Venerdì 16 settembre, a Bratislava, potrebbe essersi consumata una svolta nei rapporti tra l’Italia e la politica europea dell’asse franco tedesco, la cui agenda è sostanzialmente definita dalla cancelliera Angela Merkel. Per la prima volta Matteo Renzi, si è rifiutato di partecipare alla conferenza finale congiunta del direttorio a tre italo-franco-tedesco, costituito dopo la “brexit” ed è anche la prima volta che un capo del governo italiano si rifiuta di partecipare a una conferenza stampa del “salotto buono” europeo, comunque composto.
La motivazione iniziale – sicuramente emotiva – era dettata dalla sua esclusione nella redazione del documento finale del vertice dei capi di governo dei 27 Stati membri, alla quale Merkel e Hollande avevano provveduto da soli. Poi, però, Matteo ci ha pensato su, ha ascoltato le dichiarazioni dei suoi due colleghi, si è riletto il documento da loro emesso e ha trasformato quello che poteva essere per lui uno smacco in una situazione di forza: ha convocato da solo una conferenza stampa “alternativa” e ha sparato a zero.
La prima volta di Matteo
La sua assenza alla conferenza – ha detto Renzi – è motivata dalla sua contrarietà alle conclusioni del documento finale, che non dà affatto risposte ai due problemi reali che ha attualmente l’Europa: la questione migranti e il fiscal compact e.

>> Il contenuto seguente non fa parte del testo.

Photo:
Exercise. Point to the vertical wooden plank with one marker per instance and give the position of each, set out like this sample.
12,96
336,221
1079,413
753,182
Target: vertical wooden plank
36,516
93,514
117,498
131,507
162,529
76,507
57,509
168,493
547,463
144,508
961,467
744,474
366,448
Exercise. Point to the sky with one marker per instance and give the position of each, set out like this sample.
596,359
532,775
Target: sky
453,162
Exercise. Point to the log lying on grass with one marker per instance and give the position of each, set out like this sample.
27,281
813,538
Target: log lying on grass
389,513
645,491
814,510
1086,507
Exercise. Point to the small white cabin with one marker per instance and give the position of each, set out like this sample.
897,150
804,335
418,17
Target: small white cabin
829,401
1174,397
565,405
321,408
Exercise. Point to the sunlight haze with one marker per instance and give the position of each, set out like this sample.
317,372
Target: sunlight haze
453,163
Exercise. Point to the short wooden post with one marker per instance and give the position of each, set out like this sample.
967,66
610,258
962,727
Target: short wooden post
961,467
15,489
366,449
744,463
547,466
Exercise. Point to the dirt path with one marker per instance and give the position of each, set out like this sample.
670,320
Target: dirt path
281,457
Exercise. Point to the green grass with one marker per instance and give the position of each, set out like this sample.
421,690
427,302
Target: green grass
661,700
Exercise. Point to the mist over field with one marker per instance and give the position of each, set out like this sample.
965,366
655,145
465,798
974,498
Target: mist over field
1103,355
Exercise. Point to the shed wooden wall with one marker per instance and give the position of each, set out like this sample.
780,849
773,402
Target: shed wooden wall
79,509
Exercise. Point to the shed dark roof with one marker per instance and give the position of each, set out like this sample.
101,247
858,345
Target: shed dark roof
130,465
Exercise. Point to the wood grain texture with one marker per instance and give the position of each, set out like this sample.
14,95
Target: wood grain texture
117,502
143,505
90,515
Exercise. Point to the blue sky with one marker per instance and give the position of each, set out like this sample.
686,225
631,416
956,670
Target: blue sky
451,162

Per quanto riguarda il primo, non è accettabile, secondo il premier italiano, che ci si sia limitato a circoscriverlo ai richiedenti asilo provenienti dalla Turchia, dimenticandosi di quelli dell’Africa, da cui provengono i rifugiati in Italia. Per quanto riguarda il secondo, sarebbe ora che si prenda atto che esso costituisca il fattore principale che impedisce la crescita della UE, tanto più che una sua limitazione (migrant compact) è stata proposta dall’Italia proprio per affrontare meglio il problema migranti, asiatici o africani che siano.
I due argomenti non sono stati scelti a caso, perché sono proprio le due questioni sulle quali Merkel presta il fianco agli attacchi della destra liberista e xenofoba in vista delle prossime elezioni politiche.
Infine la stoccata decisiva: non è possibile che all’Italia vengano rinfacciati punti decimali sul deficit, quando la Germania stessa contravviene da anni alle regole concernenti il surplus commerciale. A ben vedere, non pare neanche un caso il fatto che Renzi abbia taciuto sull’argomento che, per la Francia, venga appositamente trascurata la regola del 3% del rapporto annuo deficit/PIL.
Quell'asse euro mediterraneo che dà fastidio a Berlino
Renzi, infatti, sa che l’unico modo per ottenere qualche risultato sul fronte del granitico immobilismo teutonico è quello di mantenere buoni rapporti con Hollande e di irrobustire il fronte dei paesi dell’asse euro-Mediterraneo, che dà tanto fastidio ai falchi di Bruxelles e di Berlino.
Ma il premier italiano ha un’altra freccia al suo arco e l’ha spiattellata papale papale: "Il 18 ottobre, due giorni prima del vertice di Bruxelles, vedrò Obama e avrò la sua sponda". Un modo come un altro per dire: “Non finisce qui”.
Il 20 e il 21 ottobre, infatti, i capi di governo dell'Unione Europea (Regno Unito compreso) si riuniranno nuovamente a Bruxelles, per affrontare davvero i problemi commerciali dell’Unione, che includono anche il negoziato per il TTIP con gli Stati Uniti. Con un Renzi possibile quinta colonna della politica economica statunitense – forse - alla Germania conviene scendere a patti.
Per mezzo punto di flessibilità in più
Per il momento, tuttavia, il vero scopo di Renzi è quello di farsi approvare la manovra finanziaria di ottobre, strappando, per il secondo anno consecutivo, quella flessibilità di mezzo punto o poco più che gli serve per spendere un’altra decina di miliardi di euro per il risanamento economico.
Il presidente della Commissione europea, Jean-Claude Juncker sembra dalla sua parte ma riuscire a cambiare le regole di austerità prima delle elezioni tedesche sembra comunque un’impresa estremamente ardua.